Rapidement, j'enfile ma tenue de travail, me rattache les cheveux, me maquille légèrement, et reprends mon souffle.

Le restaurant où je travaille les soirs de semaine est juste en bas de l'immeuble, et le patron est au fait de ma situation familiale plutôt... atypique, mais ce n'est décemment pas une excuse pour arriver en retard.

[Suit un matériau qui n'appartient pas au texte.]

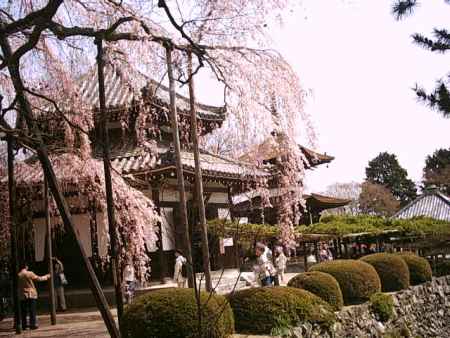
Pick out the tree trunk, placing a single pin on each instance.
(13, 234)
(115, 259)
(198, 180)
(162, 260)
(51, 281)
(179, 168)
(42, 154)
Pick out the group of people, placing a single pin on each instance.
(28, 293)
(269, 271)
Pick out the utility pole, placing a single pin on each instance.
(13, 235)
(42, 153)
(115, 262)
(51, 281)
(198, 179)
(179, 167)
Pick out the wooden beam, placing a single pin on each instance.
(115, 260)
(13, 234)
(162, 260)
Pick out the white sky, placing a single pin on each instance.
(359, 64)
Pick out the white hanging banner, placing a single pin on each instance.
(40, 230)
(168, 233)
(82, 225)
(102, 234)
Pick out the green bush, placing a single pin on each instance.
(173, 312)
(358, 280)
(392, 270)
(264, 310)
(321, 284)
(442, 268)
(419, 268)
(382, 305)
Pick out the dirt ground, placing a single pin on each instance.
(76, 325)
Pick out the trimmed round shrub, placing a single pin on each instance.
(382, 305)
(172, 312)
(392, 270)
(264, 310)
(419, 268)
(321, 284)
(442, 268)
(358, 280)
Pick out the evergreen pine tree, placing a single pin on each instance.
(439, 98)
(386, 171)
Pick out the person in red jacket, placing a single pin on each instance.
(28, 295)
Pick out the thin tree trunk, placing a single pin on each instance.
(51, 281)
(115, 259)
(162, 261)
(13, 235)
(179, 168)
(41, 151)
(198, 180)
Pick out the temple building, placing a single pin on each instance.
(147, 164)
(248, 205)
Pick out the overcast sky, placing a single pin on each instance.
(359, 64)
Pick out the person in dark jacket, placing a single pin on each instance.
(59, 282)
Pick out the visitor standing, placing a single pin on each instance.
(28, 295)
(180, 274)
(130, 282)
(5, 290)
(280, 263)
(60, 281)
(266, 270)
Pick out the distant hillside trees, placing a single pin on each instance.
(349, 190)
(376, 199)
(439, 98)
(437, 170)
(387, 172)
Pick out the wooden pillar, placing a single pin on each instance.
(336, 249)
(13, 236)
(51, 281)
(115, 260)
(236, 235)
(316, 251)
(42, 154)
(339, 247)
(162, 260)
(305, 257)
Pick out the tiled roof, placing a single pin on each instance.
(432, 204)
(314, 157)
(129, 160)
(122, 86)
(270, 149)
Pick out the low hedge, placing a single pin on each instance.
(392, 270)
(321, 284)
(263, 310)
(382, 305)
(358, 280)
(419, 268)
(442, 268)
(172, 312)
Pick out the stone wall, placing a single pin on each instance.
(420, 311)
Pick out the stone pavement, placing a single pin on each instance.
(85, 323)
(77, 325)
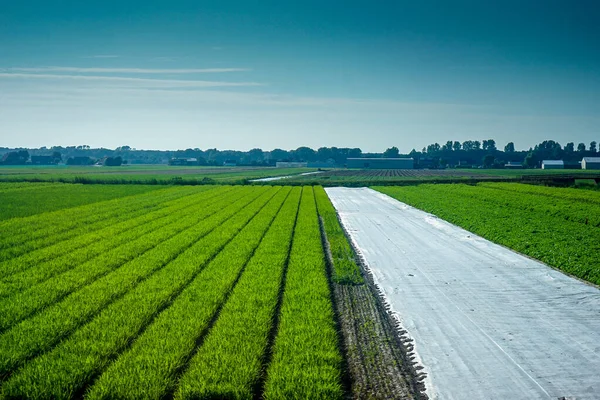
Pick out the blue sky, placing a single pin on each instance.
(243, 74)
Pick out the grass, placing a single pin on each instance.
(345, 269)
(22, 203)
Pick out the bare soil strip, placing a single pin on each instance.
(486, 322)
(376, 362)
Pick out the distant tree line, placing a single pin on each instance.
(455, 154)
(486, 154)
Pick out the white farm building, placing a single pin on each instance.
(553, 164)
(590, 163)
(288, 164)
(381, 163)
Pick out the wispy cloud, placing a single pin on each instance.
(125, 70)
(149, 83)
(103, 56)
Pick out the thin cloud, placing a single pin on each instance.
(137, 81)
(126, 70)
(103, 56)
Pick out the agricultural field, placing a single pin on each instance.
(146, 174)
(186, 292)
(365, 177)
(559, 226)
(24, 199)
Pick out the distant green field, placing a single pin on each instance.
(146, 174)
(364, 177)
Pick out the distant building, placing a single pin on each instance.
(43, 160)
(321, 165)
(553, 164)
(183, 161)
(80, 161)
(286, 164)
(381, 163)
(513, 165)
(590, 163)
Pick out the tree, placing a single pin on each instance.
(279, 155)
(433, 148)
(509, 148)
(392, 152)
(489, 145)
(113, 161)
(529, 160)
(304, 154)
(488, 160)
(570, 147)
(256, 155)
(57, 157)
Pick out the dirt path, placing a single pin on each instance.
(486, 322)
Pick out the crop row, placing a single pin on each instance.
(63, 255)
(66, 369)
(581, 212)
(25, 234)
(345, 269)
(306, 361)
(228, 298)
(521, 223)
(136, 373)
(570, 194)
(231, 361)
(55, 197)
(60, 318)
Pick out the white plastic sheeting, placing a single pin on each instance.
(487, 323)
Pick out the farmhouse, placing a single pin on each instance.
(287, 164)
(381, 163)
(553, 164)
(513, 165)
(43, 160)
(590, 163)
(183, 161)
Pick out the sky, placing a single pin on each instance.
(282, 74)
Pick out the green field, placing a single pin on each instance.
(221, 291)
(391, 177)
(192, 292)
(559, 226)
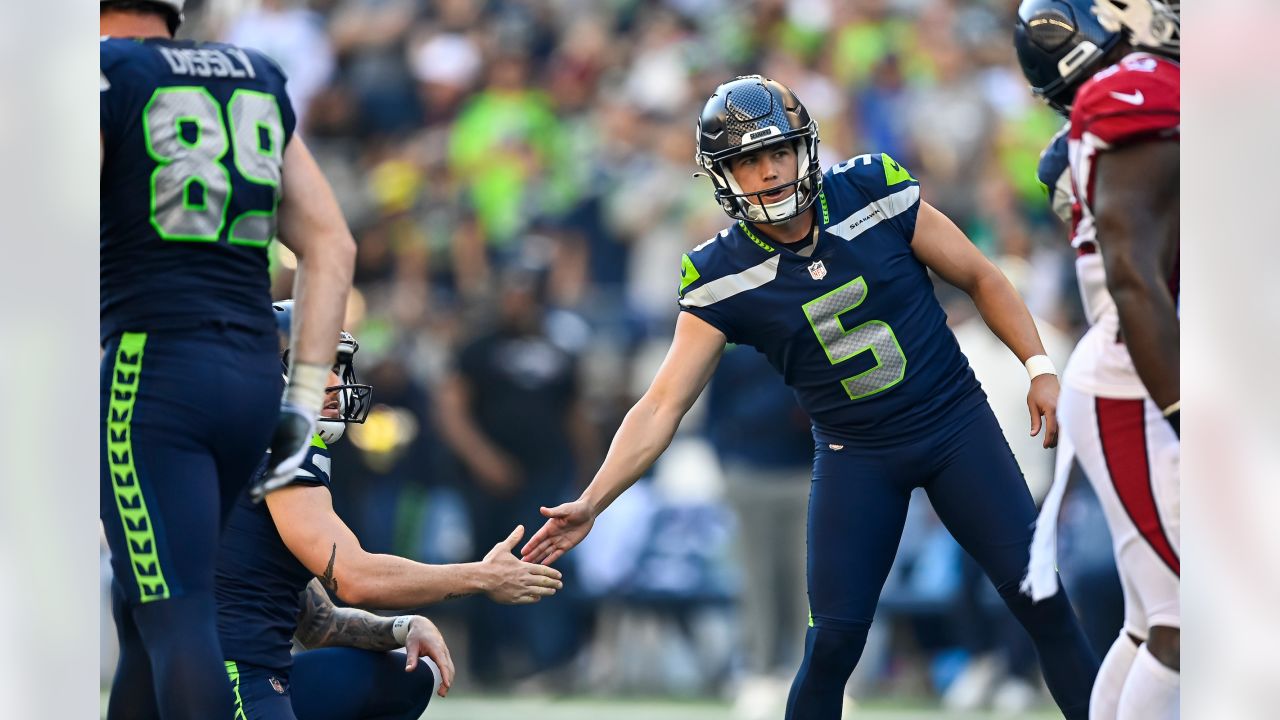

Danny passe la tête par la porte de ma chambre, et m'indique qu'il est douché, avant de venir m'étreindre.

— Tu travailles pas ce week-end, hein ?

— Non. Et mes partiels seront finis donc j'aurai du temps à vous consacrer.

— Tu te rappelles que Dam et Mikky participent à un spectacle à l'Arène ?

Un instant je bats des cils, le dévisage, puis me rappelle. Oui, bien sûr, le spectacle donné en faveur de la recherche sur le cancer, auquel participe l'école de cheerleading de Damian et Mikky.

Évidemment. Comment aurais-je pu oublier ?

— Oui, oui bien sûr.

— Tu mens, note mon frère en croisant les bras.

— Danny, tu connais la ''charge mentale'' ?

— Non.

— Eh bien renseigne-toi. Le repas est prêt ?

Je l'escorte jusqu'à la sortie de ma chambre, et me rue dans la cuisine pour trouver Samuel seul, dépité, et remuant une grande cuillère en bois dans la casserole, la mort dans l'âme.

— Si tu me dis qu'il est sur son ordinateur, je le tue, je lance en avisant le temps restant sur le minuteur.

— Au téléphone avec Jay mais, j'imagine que ça rentre dans tes critères.

— Affirmatif. Où est Dam ?

Il hausse les épaules, me fais signe de me calmer, et de prendre le temps de respirer.

Dix-neuf heures quarante-cinq à ma montre : je n'ai pas le temps.

J'informe Samuel de mon départ, lui demande de me sauver une part de pâtes, et vais l'embrasser sur le front avant d'attraper mon sac à main.

— J'espère pas vous voir traîner lorsque je rentrerai.

Il m'offre un sourire immense ponctué d'un geste militaire, avant de couiner : son coude vient de faire vaciller la casserole.